狂犬病予防業務日誌
 改めて気合を入れなおし、段ボール箱に括られている荒縄を解こうとした。指先の力だけでは結び目が固くて緩まない。

 世間の人たちは浮かれ気分でクリスマスプレゼントの包装紙を破いている頃なのにおれは有難迷惑な箱を開けるのに四苦八苦している。

(あっ、そうだ!)
 おれは尻ポケットから先端鋭く尖った千枚通しを取り出して荒縄の結び目に突き刺す。

 どうしてそんなものを持ち歩いているんだ?

 もし、そんなことを尋ねられても答える義理はないし、正直に答えてしまったら老人はショック死してしまうのではないだろうか。

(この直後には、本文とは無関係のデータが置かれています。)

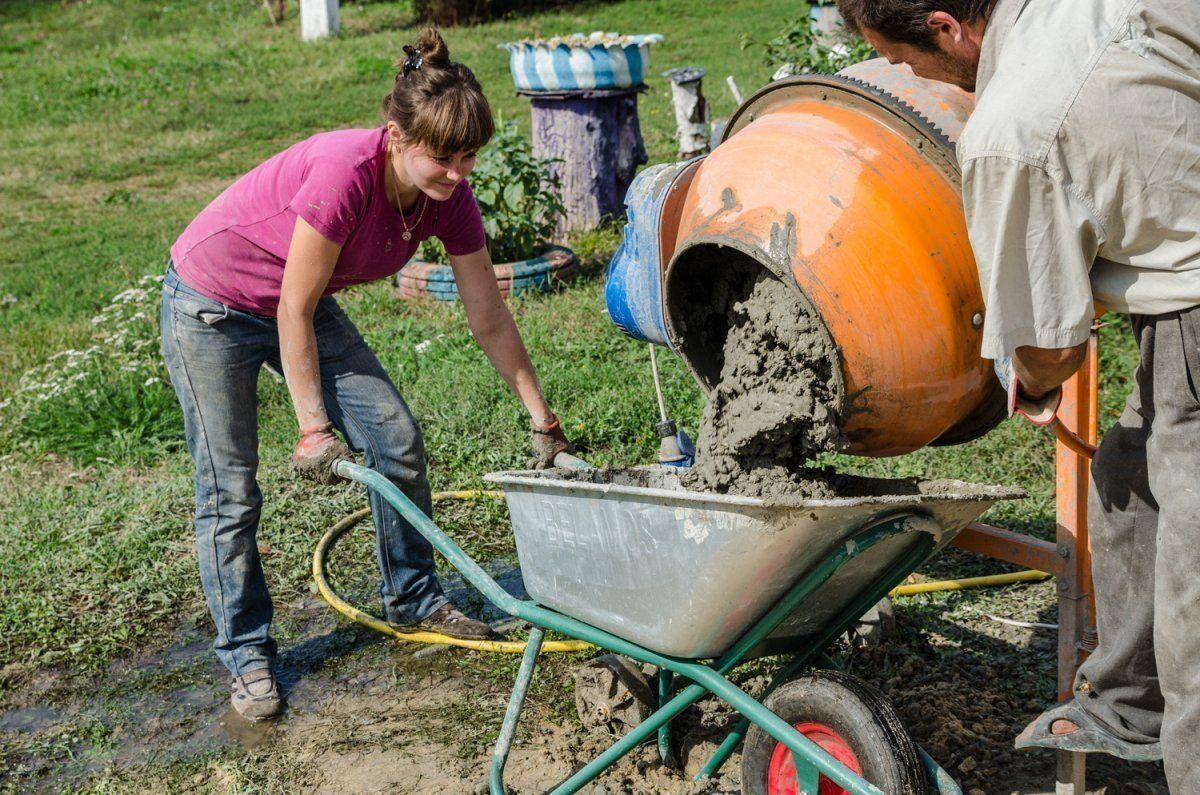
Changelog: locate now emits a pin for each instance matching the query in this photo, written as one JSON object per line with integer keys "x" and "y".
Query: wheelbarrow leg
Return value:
{"x": 841, "y": 622}
{"x": 665, "y": 683}
{"x": 509, "y": 728}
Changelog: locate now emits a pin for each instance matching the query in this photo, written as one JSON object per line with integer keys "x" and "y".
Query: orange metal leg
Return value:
{"x": 1069, "y": 557}
{"x": 1077, "y": 628}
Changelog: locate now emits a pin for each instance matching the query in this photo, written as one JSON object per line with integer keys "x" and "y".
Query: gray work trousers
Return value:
{"x": 1144, "y": 679}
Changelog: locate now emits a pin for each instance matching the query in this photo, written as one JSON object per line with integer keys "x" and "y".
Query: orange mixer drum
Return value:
{"x": 847, "y": 186}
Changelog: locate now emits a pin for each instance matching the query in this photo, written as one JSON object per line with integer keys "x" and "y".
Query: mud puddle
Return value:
{"x": 369, "y": 715}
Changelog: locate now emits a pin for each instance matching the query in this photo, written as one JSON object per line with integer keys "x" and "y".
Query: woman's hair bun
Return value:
{"x": 433, "y": 48}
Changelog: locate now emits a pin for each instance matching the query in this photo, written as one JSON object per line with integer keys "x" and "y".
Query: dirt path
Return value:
{"x": 369, "y": 715}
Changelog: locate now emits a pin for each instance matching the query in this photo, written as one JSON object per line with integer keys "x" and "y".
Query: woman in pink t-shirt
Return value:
{"x": 251, "y": 284}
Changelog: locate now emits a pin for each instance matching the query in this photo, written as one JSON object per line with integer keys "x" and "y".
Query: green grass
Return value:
{"x": 119, "y": 121}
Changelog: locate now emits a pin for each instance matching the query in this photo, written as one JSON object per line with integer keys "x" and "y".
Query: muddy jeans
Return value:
{"x": 1144, "y": 679}
{"x": 214, "y": 354}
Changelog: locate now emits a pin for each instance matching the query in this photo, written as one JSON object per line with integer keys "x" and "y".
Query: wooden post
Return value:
{"x": 595, "y": 138}
{"x": 691, "y": 109}
{"x": 318, "y": 18}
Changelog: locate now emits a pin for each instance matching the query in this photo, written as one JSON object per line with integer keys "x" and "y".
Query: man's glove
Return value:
{"x": 1039, "y": 411}
{"x": 317, "y": 452}
{"x": 549, "y": 442}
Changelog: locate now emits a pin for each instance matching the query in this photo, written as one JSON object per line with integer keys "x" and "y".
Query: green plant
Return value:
{"x": 809, "y": 52}
{"x": 519, "y": 198}
{"x": 109, "y": 401}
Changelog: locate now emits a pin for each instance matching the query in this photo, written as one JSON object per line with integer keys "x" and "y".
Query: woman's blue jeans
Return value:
{"x": 214, "y": 354}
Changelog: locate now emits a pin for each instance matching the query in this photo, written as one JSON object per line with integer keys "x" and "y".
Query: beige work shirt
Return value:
{"x": 1081, "y": 166}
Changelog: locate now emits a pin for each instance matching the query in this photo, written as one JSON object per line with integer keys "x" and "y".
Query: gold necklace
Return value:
{"x": 408, "y": 232}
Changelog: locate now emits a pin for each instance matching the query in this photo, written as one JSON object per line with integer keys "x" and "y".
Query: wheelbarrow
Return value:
{"x": 695, "y": 584}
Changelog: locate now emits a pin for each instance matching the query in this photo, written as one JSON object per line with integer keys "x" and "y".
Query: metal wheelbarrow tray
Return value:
{"x": 696, "y": 584}
{"x": 684, "y": 573}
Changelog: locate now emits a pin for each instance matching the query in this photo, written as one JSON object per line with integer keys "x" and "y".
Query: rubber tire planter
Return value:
{"x": 429, "y": 280}
{"x": 846, "y": 717}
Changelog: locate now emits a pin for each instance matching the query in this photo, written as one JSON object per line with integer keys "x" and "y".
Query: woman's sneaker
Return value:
{"x": 449, "y": 621}
{"x": 256, "y": 694}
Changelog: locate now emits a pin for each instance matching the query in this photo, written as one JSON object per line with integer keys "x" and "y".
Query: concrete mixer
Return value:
{"x": 847, "y": 187}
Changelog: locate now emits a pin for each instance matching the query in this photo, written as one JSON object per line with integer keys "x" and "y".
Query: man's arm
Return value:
{"x": 1043, "y": 370}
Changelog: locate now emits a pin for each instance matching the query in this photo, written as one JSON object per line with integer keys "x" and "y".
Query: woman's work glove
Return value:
{"x": 316, "y": 453}
{"x": 1039, "y": 411}
{"x": 547, "y": 442}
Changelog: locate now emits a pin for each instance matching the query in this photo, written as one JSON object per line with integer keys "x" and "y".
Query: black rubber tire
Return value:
{"x": 856, "y": 711}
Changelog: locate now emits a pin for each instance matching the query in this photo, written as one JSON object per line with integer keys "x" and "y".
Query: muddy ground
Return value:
{"x": 369, "y": 715}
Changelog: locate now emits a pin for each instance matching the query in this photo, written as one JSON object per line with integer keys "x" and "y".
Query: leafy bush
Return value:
{"x": 111, "y": 401}
{"x": 517, "y": 197}
{"x": 808, "y": 51}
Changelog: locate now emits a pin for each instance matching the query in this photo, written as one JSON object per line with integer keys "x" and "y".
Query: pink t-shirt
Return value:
{"x": 234, "y": 250}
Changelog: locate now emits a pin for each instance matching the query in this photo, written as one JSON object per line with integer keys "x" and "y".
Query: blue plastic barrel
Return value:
{"x": 634, "y": 280}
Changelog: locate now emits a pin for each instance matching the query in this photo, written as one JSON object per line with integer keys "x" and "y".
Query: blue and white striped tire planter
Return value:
{"x": 429, "y": 280}
{"x": 580, "y": 63}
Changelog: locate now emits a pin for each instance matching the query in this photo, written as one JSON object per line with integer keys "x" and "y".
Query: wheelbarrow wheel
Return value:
{"x": 850, "y": 721}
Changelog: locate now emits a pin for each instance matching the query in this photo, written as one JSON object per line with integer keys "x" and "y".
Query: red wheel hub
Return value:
{"x": 781, "y": 770}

 千枚通しで結び目をほじり、荒縄を解き、ぐるぐる巻きのガムテープをすべて取り除くと、きつく縛られていた反動なのか段ボール箱は長時間雨ざらしにさらされたように型崩れしてふにゃふにゃ。

 段ボール箱をいじくりまわしているとき、犬は一度もワンという擬声語を発しない。それどころか息遣いも聞こえてこない。

 凶暴なうえに冷静さを持ち合わせているのかと犬の性格分析をしているとガサガサガサとさっきよりも早いテンポで動いた。無抵抗で貧弱な段ボールの壁を相手に爪を研いでいる。

 いつか飽きるだろうと静観していたが、爪がむず痒いのか、外の世界に飛び出したいのか、かきむしる音は一向にやまない。

 裂け目ができた。斜めに3本。カッターで切りつけたみたいに切り口はシャープ。中の様子が垣間見え、薄茶色の毛は申請書どおり。

 犬独特の世話しない動き……後にストレスを爆発させるだろう。段ボール箱が破壊されるのは肯定的な事実。